2. Add ftrace or kprobe on remove_compat_devs and add_one_compat_dev to
   capture the exact sequence of events. The key question: does any
   add_one_compat_dev call happen AFTER remove_compat_devs for the same device?

3. Check whether the bug exists on non-PREEMPT_RT kernels. If only PREEMPT_RT
   is affected, hypothesis 1 (rwsem downgrade race) or hypothesis 2 (RCU/xarray
   interaction) is more likely.

4. Look at the kernel version of the syzkaller report. Check git log for any
   changes to drivers/infiniband/core/device.c around the report date that may
   have introduced or fixed the issue.

5. Investigate enable_device_and_get's downgrade_write() path -- specifically
   whether a concurrent disable_device can observe DEVICE_REGISTERED set between
   xa_set_mark and the downgrade, then fail to clear it before add_compat_devs runs.

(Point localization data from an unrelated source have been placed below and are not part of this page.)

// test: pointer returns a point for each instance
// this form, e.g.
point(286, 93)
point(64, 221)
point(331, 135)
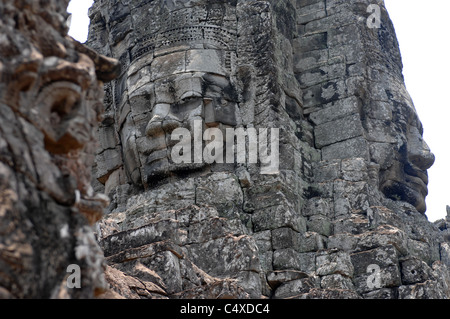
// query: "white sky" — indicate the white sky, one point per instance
point(422, 29)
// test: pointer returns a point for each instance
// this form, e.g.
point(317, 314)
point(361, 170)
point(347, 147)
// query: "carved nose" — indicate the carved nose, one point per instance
point(419, 154)
point(423, 159)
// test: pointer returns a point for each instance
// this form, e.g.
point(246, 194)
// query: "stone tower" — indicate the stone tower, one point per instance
point(340, 215)
point(51, 92)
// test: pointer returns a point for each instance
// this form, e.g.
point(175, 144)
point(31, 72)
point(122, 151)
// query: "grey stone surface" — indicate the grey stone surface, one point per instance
point(51, 90)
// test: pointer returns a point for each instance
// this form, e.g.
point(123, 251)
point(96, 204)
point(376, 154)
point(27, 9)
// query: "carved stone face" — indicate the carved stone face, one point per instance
point(406, 178)
point(201, 92)
point(181, 68)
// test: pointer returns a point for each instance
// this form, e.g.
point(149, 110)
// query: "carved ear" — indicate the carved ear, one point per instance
point(107, 69)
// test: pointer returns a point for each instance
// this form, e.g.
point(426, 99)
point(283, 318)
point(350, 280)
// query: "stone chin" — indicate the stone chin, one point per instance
point(413, 191)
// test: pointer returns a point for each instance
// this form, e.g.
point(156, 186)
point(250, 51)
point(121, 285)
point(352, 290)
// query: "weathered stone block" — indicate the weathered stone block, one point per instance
point(338, 131)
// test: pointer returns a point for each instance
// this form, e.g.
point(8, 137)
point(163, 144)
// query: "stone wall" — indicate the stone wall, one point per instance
point(343, 217)
point(342, 214)
point(50, 100)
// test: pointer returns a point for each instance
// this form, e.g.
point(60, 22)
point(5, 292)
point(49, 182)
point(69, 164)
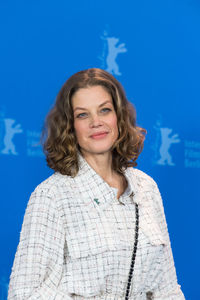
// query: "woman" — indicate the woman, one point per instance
point(96, 228)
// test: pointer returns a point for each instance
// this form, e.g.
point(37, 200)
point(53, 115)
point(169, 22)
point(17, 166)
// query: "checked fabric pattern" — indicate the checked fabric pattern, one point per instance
point(77, 240)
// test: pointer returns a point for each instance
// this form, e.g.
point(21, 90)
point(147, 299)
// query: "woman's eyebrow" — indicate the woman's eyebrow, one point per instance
point(102, 104)
point(108, 101)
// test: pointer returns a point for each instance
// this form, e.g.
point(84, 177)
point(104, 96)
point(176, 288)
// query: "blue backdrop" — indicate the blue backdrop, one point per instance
point(152, 48)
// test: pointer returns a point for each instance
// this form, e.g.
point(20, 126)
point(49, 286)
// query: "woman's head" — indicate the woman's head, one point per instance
point(62, 134)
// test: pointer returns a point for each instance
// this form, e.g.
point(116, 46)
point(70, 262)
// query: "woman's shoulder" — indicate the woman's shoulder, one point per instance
point(52, 184)
point(141, 177)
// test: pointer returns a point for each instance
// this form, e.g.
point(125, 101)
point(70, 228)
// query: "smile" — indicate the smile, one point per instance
point(99, 135)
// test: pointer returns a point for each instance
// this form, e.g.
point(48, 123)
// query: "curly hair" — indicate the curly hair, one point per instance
point(58, 135)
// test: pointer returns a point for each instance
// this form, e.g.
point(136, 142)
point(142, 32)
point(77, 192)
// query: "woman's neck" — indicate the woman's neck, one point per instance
point(101, 163)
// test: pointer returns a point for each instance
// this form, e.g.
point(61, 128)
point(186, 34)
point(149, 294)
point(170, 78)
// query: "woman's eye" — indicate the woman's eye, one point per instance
point(82, 115)
point(106, 109)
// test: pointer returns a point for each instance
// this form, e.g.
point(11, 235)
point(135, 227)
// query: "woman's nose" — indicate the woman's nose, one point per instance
point(95, 121)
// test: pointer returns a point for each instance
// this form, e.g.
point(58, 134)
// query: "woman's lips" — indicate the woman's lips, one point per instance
point(99, 135)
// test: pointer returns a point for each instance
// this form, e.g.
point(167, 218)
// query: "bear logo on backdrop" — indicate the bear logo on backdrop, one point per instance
point(111, 50)
point(9, 129)
point(3, 288)
point(166, 139)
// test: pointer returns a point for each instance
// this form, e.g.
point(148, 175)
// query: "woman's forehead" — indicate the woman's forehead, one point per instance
point(91, 96)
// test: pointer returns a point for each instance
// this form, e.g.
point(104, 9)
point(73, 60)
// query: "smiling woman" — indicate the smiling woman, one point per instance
point(95, 121)
point(96, 228)
point(75, 107)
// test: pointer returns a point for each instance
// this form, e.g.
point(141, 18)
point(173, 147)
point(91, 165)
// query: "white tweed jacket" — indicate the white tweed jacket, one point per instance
point(77, 240)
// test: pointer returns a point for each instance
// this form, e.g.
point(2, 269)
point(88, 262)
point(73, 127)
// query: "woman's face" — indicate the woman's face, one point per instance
point(95, 120)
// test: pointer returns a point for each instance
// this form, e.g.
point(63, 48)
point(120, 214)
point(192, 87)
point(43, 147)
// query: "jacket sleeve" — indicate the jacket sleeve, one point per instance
point(38, 263)
point(167, 288)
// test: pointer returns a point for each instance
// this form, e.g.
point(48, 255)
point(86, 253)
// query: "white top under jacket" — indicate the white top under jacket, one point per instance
point(77, 240)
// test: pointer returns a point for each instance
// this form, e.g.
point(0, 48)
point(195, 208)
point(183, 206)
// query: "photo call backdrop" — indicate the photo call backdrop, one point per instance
point(153, 49)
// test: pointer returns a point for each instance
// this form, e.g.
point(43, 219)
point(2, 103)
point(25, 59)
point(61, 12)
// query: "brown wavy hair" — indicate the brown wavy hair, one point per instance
point(58, 135)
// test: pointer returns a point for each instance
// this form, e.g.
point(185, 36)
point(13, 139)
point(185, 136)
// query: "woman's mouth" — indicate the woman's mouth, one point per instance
point(99, 135)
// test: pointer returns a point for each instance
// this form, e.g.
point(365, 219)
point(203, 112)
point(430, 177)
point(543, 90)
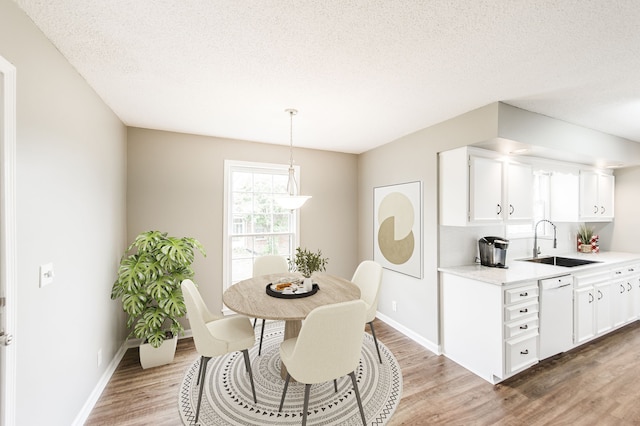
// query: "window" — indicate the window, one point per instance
point(255, 224)
point(541, 196)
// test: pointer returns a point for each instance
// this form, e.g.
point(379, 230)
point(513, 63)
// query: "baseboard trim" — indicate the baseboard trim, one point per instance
point(88, 406)
point(409, 333)
point(83, 415)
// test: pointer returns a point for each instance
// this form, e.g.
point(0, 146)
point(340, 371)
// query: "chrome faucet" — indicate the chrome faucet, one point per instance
point(536, 249)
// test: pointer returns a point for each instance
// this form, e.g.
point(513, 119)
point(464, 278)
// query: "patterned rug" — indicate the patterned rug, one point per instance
point(227, 399)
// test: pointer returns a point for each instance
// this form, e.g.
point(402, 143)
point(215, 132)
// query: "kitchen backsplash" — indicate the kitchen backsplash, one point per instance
point(459, 244)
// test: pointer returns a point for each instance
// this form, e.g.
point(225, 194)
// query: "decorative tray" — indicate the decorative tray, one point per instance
point(290, 292)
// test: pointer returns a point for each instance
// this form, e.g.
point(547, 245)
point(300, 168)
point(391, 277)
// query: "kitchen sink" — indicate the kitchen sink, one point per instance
point(561, 261)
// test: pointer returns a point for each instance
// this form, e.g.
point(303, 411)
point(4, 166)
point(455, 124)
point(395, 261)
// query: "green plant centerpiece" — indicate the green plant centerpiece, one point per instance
point(149, 277)
point(307, 262)
point(585, 233)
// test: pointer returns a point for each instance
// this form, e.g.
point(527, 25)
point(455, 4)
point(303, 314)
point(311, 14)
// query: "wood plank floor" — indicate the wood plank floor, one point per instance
point(596, 384)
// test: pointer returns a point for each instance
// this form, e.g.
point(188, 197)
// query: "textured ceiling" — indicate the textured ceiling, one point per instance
point(361, 73)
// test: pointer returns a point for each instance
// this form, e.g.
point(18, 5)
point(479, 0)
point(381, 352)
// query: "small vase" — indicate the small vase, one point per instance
point(307, 284)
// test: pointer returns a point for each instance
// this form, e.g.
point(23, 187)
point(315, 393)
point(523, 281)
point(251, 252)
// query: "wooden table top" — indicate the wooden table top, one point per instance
point(249, 297)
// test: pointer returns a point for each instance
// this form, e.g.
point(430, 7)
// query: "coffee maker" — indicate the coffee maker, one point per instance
point(493, 251)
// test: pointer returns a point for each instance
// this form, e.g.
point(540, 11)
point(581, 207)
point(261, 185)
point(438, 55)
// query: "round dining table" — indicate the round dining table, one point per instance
point(249, 297)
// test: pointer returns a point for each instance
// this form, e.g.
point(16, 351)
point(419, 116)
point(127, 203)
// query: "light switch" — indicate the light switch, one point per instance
point(46, 274)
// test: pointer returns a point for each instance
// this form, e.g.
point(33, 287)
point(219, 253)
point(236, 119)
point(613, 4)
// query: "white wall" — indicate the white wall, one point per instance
point(71, 211)
point(625, 232)
point(175, 184)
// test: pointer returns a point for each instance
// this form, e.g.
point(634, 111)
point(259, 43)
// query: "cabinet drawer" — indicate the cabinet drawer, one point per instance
point(520, 294)
point(520, 310)
point(521, 326)
point(521, 353)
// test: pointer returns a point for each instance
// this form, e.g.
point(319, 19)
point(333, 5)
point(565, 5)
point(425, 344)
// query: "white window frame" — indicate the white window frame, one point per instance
point(229, 166)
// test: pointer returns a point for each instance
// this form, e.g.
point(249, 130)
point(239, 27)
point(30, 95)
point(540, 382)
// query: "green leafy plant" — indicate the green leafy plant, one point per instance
point(307, 262)
point(149, 284)
point(585, 233)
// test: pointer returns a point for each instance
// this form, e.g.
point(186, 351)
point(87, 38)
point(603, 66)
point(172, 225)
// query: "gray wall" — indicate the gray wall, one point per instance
point(175, 184)
point(70, 211)
point(411, 158)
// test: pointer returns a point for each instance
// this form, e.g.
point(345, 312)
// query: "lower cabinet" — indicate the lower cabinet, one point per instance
point(489, 329)
point(604, 300)
point(591, 305)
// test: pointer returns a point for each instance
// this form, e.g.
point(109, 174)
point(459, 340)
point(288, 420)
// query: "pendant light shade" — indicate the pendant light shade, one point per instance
point(292, 200)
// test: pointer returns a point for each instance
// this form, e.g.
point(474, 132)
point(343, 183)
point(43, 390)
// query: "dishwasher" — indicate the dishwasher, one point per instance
point(556, 315)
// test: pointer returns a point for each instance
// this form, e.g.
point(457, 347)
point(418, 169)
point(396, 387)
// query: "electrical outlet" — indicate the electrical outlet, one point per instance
point(46, 274)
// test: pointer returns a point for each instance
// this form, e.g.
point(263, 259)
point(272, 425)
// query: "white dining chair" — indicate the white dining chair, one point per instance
point(328, 347)
point(214, 336)
point(265, 265)
point(368, 277)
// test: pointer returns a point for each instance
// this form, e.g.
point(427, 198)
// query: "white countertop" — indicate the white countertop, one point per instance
point(519, 271)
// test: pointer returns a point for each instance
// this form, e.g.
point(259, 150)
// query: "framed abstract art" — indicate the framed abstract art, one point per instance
point(397, 222)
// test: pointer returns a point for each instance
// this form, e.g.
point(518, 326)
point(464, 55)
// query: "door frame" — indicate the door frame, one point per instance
point(8, 260)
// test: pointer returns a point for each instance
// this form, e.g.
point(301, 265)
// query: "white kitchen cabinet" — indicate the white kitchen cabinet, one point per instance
point(624, 295)
point(489, 329)
point(477, 187)
point(596, 196)
point(519, 200)
point(592, 305)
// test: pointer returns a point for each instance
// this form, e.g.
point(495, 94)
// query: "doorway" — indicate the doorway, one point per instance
point(8, 269)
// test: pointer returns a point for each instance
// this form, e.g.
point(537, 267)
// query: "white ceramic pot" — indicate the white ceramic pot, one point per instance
point(307, 284)
point(154, 357)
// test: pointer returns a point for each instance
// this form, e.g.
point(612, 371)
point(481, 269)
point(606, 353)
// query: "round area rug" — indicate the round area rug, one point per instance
point(227, 398)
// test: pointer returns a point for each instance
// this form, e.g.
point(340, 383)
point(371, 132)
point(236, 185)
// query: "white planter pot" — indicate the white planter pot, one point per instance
point(153, 357)
point(307, 284)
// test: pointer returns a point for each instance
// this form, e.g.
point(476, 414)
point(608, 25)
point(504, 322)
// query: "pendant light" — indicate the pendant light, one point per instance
point(292, 200)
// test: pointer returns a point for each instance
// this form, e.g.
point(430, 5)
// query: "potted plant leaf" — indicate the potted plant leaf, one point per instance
point(307, 262)
point(585, 233)
point(149, 277)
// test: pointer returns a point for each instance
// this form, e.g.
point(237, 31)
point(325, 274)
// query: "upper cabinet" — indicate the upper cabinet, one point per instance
point(596, 196)
point(478, 187)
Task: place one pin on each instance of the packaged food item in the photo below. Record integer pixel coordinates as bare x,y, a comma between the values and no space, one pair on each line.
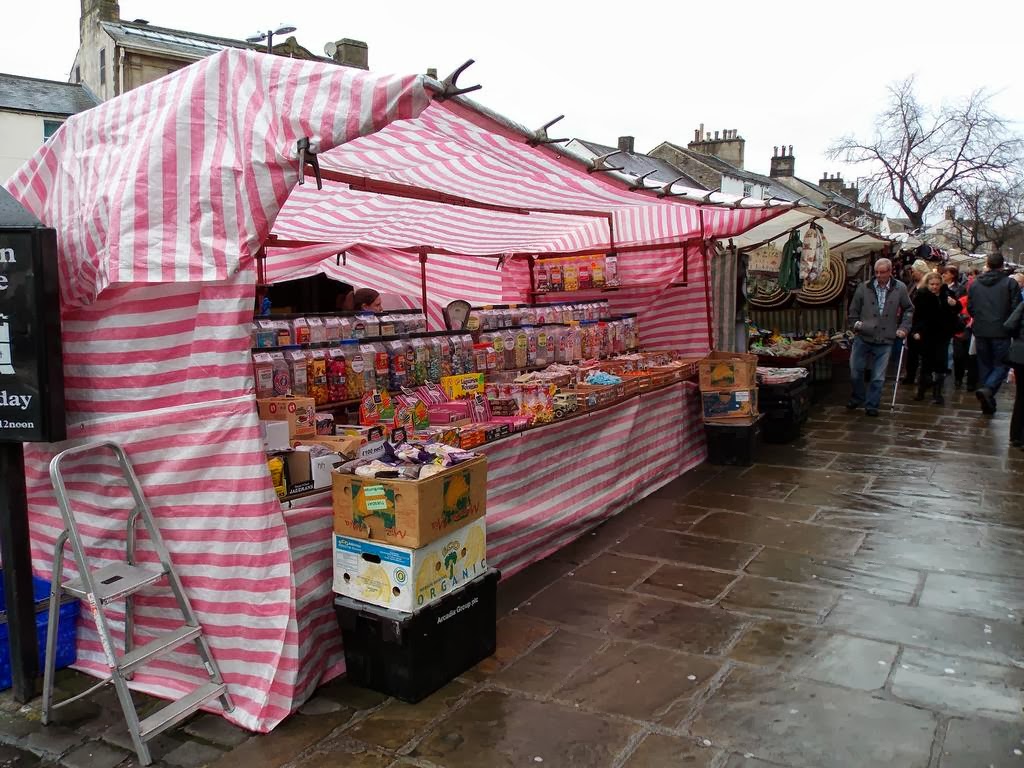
555,274
276,467
282,375
337,387
300,331
297,369
316,376
263,374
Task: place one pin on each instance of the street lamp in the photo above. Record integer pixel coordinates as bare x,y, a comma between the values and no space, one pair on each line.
268,36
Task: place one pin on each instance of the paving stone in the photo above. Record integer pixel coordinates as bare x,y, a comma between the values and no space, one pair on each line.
778,599
397,722
784,535
516,634
193,755
613,570
53,740
962,685
639,682
94,755
687,549
677,627
216,730
657,751
811,652
979,742
800,722
927,628
683,583
547,666
857,573
993,598
500,730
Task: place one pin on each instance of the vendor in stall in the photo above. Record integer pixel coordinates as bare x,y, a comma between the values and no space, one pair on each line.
367,300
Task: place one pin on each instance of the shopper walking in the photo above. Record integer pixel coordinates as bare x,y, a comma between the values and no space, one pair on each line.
991,299
912,357
935,311
881,311
1015,327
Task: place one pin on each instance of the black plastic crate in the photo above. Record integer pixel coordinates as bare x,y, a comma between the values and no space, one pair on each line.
411,655
732,444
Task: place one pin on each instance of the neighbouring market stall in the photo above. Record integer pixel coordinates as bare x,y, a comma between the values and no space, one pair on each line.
163,199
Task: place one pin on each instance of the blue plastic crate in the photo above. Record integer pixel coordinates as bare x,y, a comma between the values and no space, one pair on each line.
67,624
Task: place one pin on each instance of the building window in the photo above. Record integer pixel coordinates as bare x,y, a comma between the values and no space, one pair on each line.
50,127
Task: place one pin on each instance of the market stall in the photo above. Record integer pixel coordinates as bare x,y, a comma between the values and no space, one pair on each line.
158,246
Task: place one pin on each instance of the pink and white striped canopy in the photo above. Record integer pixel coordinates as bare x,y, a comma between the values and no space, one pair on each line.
183,179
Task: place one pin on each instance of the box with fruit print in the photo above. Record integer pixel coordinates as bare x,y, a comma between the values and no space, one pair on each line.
410,513
407,580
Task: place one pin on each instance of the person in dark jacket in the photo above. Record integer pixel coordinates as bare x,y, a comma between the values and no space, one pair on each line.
990,300
935,311
1015,327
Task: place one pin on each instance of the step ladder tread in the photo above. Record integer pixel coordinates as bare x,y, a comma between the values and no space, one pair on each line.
163,643
177,711
115,581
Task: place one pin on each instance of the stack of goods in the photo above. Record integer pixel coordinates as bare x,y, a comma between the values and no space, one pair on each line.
577,273
417,602
729,393
783,396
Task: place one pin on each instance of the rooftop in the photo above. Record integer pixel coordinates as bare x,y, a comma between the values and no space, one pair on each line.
19,93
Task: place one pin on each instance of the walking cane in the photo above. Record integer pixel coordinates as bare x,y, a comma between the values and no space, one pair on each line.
899,371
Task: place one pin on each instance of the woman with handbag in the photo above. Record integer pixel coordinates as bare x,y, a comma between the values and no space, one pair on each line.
935,312
1015,325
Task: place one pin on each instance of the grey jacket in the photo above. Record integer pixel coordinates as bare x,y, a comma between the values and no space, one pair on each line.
990,300
1015,327
881,327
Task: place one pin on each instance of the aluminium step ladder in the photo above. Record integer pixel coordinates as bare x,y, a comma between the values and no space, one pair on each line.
119,582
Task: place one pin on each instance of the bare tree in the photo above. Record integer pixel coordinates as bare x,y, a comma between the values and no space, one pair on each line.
920,154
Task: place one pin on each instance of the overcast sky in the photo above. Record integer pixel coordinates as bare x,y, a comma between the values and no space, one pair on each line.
797,73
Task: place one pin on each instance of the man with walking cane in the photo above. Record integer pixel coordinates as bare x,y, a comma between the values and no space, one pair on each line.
880,312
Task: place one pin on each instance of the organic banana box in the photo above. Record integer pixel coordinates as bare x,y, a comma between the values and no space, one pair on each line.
407,580
410,513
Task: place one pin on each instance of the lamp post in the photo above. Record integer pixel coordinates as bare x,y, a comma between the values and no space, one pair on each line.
268,36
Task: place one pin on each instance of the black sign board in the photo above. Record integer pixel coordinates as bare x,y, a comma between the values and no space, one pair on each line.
32,407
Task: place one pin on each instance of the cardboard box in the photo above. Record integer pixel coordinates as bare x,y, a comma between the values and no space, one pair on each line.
410,513
728,371
407,580
300,413
730,403
274,435
464,385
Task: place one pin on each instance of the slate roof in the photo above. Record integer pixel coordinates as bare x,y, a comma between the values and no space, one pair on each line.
44,96
639,164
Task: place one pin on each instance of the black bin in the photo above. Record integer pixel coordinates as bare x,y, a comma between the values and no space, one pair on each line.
411,655
732,444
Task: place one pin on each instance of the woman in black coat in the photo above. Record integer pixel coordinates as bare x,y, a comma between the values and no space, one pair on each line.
935,312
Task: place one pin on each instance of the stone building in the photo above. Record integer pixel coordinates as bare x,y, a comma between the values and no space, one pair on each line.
116,55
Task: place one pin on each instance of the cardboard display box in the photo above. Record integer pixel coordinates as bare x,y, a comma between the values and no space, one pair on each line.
407,580
300,413
728,371
410,513
730,403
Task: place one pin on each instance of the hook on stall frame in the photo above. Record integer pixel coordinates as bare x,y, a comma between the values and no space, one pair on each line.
600,163
308,157
638,182
450,86
540,136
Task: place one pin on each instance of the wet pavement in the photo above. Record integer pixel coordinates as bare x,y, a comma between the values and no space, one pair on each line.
855,599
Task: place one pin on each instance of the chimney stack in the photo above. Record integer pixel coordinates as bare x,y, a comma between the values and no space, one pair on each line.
782,163
351,53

------------------------------------------------------------------------

^ permalink raw reply	[flat|nested] 7+ messages in thread

* Re: [syzbot] [rdma?] WARNING in ib_dealloc_device
  2026-04-14 10:47       ` Leon Romanovsky
@ 2026-04-14 12:18         ` Jason Gunthorpe
  0 siblings, 0 replies; 7+ messages in thread
From: Jason Gunthorpe @ 2026-04-14 12:18 UTC (permalink / raw)
  To: Leon Romanovsky
  Cc: Jiri Pirko, syzbot, linux-kernel@vger.kernel.org,
	linux-rdma@vger.kernel.org, syzkaller-bugs@googlegroups.com

On Tue, Apr 14, 2026 at 01:47:01PM +0300, Leon Romanovsky wrote:
> On Mon, Apr 13, 2026 at 02:42:28PM -0300, Jason Gunthorpe wrote:
> > On Mon, Apr 13, 2026 at 04:12:09PM +0000, Jiri Pirko wrote:
> > >    Will check it tmrw
> > 
> > I fed it to Claude and after 40 mins it is stumped too.. It should not
> > be possible for this to happen.
> 
> Interesting, I used Chris's prompts for this debug and got the following
> suggestions (CONFIG_PREEMPT_RT=y in this .config):
> 
> ------------------------------------------------------------------------
> REMAINING HYPOTHESES
> ------------------------------------------------------------------------
> 
> 1. PREEMPT_RT rwsem behavior (most likely for syzkaller SOFTLOCKUP trigger):
>    Under PREEMPT_RT, down_write/down_read use rt_mutex internally. Priority
>    inheritance and preemption semantics differ from non-RT. There may be a
>    window in the rwsem downgrade path inside enable_device_and_get (which
>    downgrades from WRITE to READ after setting DEVICE_REGISTERED) that allows
>    a concurrent disable_device to observe an inconsistent state.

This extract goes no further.